Гость поднялся и сделал несколько шагов по комнате в необычайном волнении. Вот и настал долгожданный момент, и сам Мора начал этот разговор. Он был ему за это благодарен. Наконец-то писатель услышит его оценку. Он сделал за меня то — возможно, и не подозревая об этом, — на что я сам не отваживался. Я почувствовал удовлетворение и был готов рассказать ему о моей статье, описать ее, изложить мысли шаг за шагом, даже упомянуть о том, что стал предметом насмешек, вознося ему обильные похвалы… Но я остановил себя: я не был силен в импровизации и красиво выражал свои мысли только на бумаге. Он ограничился тем, что сказал писателю, что интересующее его суждение уже написано. И текст находится совсем рядом. Я подошел к столику и вытащил конверт из-под кучи писем. Он еще не был вскрыт. Растерявшись, я спросил его, читал ли он мою статью. Мора медленно откинулся на спинку дивана. Его лысая голова и часть туловища оказались в полосе света.
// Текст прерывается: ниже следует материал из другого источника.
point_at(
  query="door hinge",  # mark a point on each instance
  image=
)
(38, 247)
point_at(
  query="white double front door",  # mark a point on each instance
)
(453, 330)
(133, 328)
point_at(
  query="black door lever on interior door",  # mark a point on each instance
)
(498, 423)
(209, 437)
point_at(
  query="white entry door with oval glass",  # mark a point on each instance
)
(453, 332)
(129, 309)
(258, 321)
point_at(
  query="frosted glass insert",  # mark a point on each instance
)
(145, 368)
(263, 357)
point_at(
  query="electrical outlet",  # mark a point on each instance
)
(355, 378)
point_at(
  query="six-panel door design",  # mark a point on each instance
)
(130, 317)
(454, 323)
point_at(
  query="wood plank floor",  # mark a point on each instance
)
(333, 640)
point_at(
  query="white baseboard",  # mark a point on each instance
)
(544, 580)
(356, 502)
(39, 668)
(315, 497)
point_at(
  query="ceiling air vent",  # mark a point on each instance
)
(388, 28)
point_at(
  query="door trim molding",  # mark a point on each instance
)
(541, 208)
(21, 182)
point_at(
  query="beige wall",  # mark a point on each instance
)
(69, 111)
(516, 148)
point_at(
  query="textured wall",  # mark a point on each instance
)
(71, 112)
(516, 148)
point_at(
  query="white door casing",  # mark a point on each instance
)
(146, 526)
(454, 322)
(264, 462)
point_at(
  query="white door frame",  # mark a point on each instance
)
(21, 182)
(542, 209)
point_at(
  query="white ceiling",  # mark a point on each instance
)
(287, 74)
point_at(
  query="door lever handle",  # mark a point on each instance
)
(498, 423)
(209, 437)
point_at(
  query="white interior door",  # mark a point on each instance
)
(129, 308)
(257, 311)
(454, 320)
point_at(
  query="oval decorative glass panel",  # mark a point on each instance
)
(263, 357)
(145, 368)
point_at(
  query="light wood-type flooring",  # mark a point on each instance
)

Гость услышал подтверждение: да, Мора читал статью. Срывающимся голосом, совершенно по-идиотски я переспросил: «Как вы сказали?» Мора пояснил, что прочел ее в самом журнале. Я не понял его игры. Он же спросил мое мнение, а сейчас, снова погрузившись в темноту, неожиданно признался, утверждал, что уже ознакомился с моей критикой. Значит, попытавшись скрыть от меня, что знает содержание статьи, он не хотел обсуждать ее? Зачем же он спрашивал мое мнение? Или мы разыгрывали итальянскую комедию положений? Мора смеялся надо мной? Он застыл с запечатанным конвертом, который был уже ни к чему, и положил его обратно на стол. Побуждаемый внезапным импульсом, которому он мгновенно подчинился, он спрятал конверт под кучей писем. Я почувствовал себя глупцом, полным дураком. Было бы лучше не настаивать, отказаться от своего страстного любопытства. Какой бы чудесный подарок преподнесли ему его души-хранительницы, если бы этот конверт со статьей и его личной подписью испарился… Но эти домашние божки знали его лучше: они видели его тайное желание, чтобы статья дошла до Моры, и исполнили его. Ни за что не надо было отправлять ее почтой, зло сказал я себе, конверт не потерялся, наоборот, прекрасно дошел по назначению.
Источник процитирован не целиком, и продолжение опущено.